US: Swift sued over hiring
Eighteen ex-employees in a Texas plant claim the firm replaced them with illegal workers to depress wages.
Eighteen former Swift & Co. employees who worked at the meatpacker's Cactus, Texas, plant have filed a $23 million lawsuit alleging that Swift hired illegal workers to depress employee wages.
The suit, filed Friday in the U.S. District Court for the Northern District of Texas, claims Swift engaged in "racketeering activity" by "establishing a pattern of practice over several years and looking the other way" when illegal immigrants presented what the company should have known were falsified documents and phony stories, said Angel Reyes, a Texas lawyer who represents the former Swift employees.

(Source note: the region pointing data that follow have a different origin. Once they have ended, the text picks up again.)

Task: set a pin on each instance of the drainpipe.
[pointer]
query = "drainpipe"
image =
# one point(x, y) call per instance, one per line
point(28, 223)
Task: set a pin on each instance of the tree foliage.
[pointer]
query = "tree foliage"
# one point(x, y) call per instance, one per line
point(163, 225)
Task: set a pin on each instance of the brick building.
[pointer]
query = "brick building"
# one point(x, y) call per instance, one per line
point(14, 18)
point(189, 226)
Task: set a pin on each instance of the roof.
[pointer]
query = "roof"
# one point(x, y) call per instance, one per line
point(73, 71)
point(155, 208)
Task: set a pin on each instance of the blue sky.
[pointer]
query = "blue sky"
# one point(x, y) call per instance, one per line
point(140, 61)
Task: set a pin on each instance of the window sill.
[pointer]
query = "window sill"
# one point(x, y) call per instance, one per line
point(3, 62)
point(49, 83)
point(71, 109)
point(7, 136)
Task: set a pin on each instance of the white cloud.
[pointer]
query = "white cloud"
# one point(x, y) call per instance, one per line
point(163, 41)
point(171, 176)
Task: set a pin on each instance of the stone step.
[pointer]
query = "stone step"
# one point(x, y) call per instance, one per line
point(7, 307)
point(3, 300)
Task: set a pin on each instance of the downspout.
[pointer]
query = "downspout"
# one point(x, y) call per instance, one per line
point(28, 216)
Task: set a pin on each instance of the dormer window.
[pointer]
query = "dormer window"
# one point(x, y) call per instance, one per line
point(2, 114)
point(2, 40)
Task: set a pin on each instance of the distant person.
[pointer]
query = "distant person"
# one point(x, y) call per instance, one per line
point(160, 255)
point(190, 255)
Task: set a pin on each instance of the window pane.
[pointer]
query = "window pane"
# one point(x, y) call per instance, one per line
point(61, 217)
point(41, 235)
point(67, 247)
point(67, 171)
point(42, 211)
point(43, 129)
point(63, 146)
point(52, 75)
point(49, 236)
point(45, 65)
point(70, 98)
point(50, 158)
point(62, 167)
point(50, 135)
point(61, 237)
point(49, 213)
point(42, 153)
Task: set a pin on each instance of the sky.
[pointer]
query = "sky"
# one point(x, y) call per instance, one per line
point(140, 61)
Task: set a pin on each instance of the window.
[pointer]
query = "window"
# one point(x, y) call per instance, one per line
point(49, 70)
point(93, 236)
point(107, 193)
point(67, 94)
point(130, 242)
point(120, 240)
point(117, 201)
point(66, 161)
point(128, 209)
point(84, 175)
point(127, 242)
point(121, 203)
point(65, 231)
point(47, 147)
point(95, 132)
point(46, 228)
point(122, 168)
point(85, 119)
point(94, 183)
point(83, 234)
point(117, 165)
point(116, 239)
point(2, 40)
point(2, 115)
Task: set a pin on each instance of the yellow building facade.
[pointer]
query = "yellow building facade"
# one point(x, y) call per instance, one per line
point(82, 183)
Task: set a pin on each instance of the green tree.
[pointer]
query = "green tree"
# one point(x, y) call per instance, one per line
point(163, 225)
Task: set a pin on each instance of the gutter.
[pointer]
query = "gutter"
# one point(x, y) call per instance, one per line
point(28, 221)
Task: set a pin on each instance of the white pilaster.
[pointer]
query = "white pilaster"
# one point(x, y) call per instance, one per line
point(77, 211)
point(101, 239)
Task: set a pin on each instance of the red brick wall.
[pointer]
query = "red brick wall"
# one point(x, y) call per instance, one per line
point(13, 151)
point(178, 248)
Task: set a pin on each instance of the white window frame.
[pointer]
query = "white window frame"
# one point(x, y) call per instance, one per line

Swift quietly replaced the 18 former employees - all of Mexican descent and legal residents or U.S. citizens - with illegal immigrants from Central and South American countries, Reyes said. Swift had paid the former legal workers approximately $20 an hour but paid $12 to $13 an hour to their replacements, he added.
"We're talking about a lot of illiterate folks who came from Honduras, Guatemala and Nicaragua not knowing how to sign their own names, but they were somehow able to provide legitimate Social Security numbers, driver's licenses and other documents?" Reyes asked Monday. "Yeah, right."
The 18 former Swift employees have, for the past year, waged another legal battle against Swift in a Texas state court. They claim to have been fired from the company after filing workers' compensation claims. While investigating that case - which is represented by another Texas law firm - Reyes said his law firm found reason to file suit against Swift for its hiring practices.
Swift has been similarly under attack in Colorado since 2004, when 26 former employees filed suit in the U.S. District Court of Colorado, alleging that they were wrongly terminated because of their disabilities. That case is still in court.
None of the cases has any merit, said Swift's general counsel, Don Wiseman.
"We do our best to keep people on the payroll, but at the end of a specified time, they have to find a permanent job that they can fill within our organization, or we are left with no choice but to let them go," he said.
U.S. Immigration and Customs Enforcement raided six of the company's seven plants nationwide Dec. 12, removing almost 1,300 employees believed to have been working illegally. In the past week, Swift has tried to determine how many workers it has lost and expects to hire roughly 1,000 replacement workers, spokesman Sean McHugh said. Swift is actively recruiting and has seen "a lot of interest in the open positions," he added.
"We really don't have a handle on the numbers yet," McHugh said. "Everything is a big cloud of dust right now."